I'm surprised how badly James Huffman, a dean emeritus of the Lewis and Clark law school, misinterpreted the highly successful Oregon land use system in a misguided opinion piece in today's Oregonian.
"Keep the messy politics: rule by government experts is a recipe for tyranny" reflects the overblown rhetoric of the sky is falling! Tea Party types. They see left-wing dangers, conspiracies, and constitutional threats hiding in the shadows everywhere.
Only problem is, when you ask them to specifically point them out, providing factual examples of dictatorial, tyrannical government over-reaching, they get tongue-tied. Why? Because their scary hobgoblins exist only in their own minds.
Huffman believes that "experts" (eek! knowledgeable people! frightening!) are controlling Oregon's land use decisions. Not the elected officials who hire and manage those experts. Not the voters who put those elected officials into office. Not the legislators who passed the land use laws those experts implement.
The Oregonian editorial board suggests a siren to warn when "legislators try to take over management of the state's natural resources" (“Water, trees and politics,” Feb. 16). On the opposite page, columnist Dave Lister describes how voters in Clackamas County are taking over bridge projects, urban renewal districts and light rail. Maybe there should be a siren to warn of such voter interference, as well.
How dare the elected representatives in Salem interfere with expert management of state-owned forests or Columbia River water! And surely the transportation and land-use planners know better than the voters of Clackamas County.
But wait. Don't we live in a democratic republic? Doesn't all government authority, at all levels of government, derive from the people?
Yes, Mr. Huffman, it does. And that's exactly what is happening in Oregon: government agencies are carrying out the will of the people regarding land use decisions.
Huffman doesn't offer up any examples of rogue "experts" doing nasty, illegal stuff. Professional planners act in accordance with laws, regulations, ordinances, and such. If they do something outside of legal bounds, those acts can be challenged in court.
Having read a number of Huffman's Oregonian opinion pieces about the evils of land use planning, I can confidently say that what he really is disturbed about is the very ideal that he extols: government authority derived from the people.
Senate Bills 100 and 101, which brought Oregon's land use system into being, were passed by a democratically elected state legislature, at the urging of a democratically elected Republican governor, Tom McCall.

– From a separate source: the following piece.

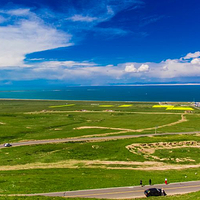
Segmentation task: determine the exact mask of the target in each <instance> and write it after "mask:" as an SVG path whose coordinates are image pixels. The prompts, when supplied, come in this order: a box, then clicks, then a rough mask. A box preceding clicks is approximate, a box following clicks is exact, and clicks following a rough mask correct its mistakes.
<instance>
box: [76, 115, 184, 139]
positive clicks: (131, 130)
mask: <svg viewBox="0 0 200 200" xmlns="http://www.w3.org/2000/svg"><path fill="white" fill-rule="evenodd" d="M186 121H187V119H186V117H185V115H184V114H181V119H179V120H178V121H175V122H171V123H169V124H163V125H160V126H157V128H163V127H168V126H173V125H176V124H180V123H182V122H186ZM75 129H78V130H80V129H107V130H117V131H119V132H113V133H102V134H97V135H95V136H96V137H100V136H107V135H118V134H121V133H128V132H142V131H149V130H154V129H155V127H149V128H143V129H135V130H134V129H126V128H113V127H102V126H81V127H77V128H75ZM81 137H84V138H85V137H90V135H84V136H81Z"/></svg>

Since, opponents of land use planning have tried to dismantle our state's demonstrably effective approach to preserving farm and forest land, while allowing room for cities to expand in a thoughtful fashion.
The people have spoken, most recently in 2007 with the passage of Measure 49 -- which markedly scaled back the "pave it over" aspirations of Measure 37 by a vote of 62% in favor. This rankles Huffman, who was strongly against Measure 49, opposing it via a misleading mailing.
After it passed, Huffman criticized democracy and the "tyranny of the majority." His dream is to have activist judges declare Oregon's voter-approved land use laws to be unconstitutional.
So it's bizarre that Huffman is now inveighing about a fantasized tyranny of experts when he has expressed such a strong desire for a tyranny of judges to step in and do away with Oregon's highly popular land use system.
If there's any tyranny Oregonians should be concerned about, it's the tyranny of extreme government-haters like Huffman who want our state to return to an archaic pioneer mentality where anybody can do anything they want with their property, regardless of how this affects other people, neighboring landowners, the environment, or irreplaceable farm and forest land.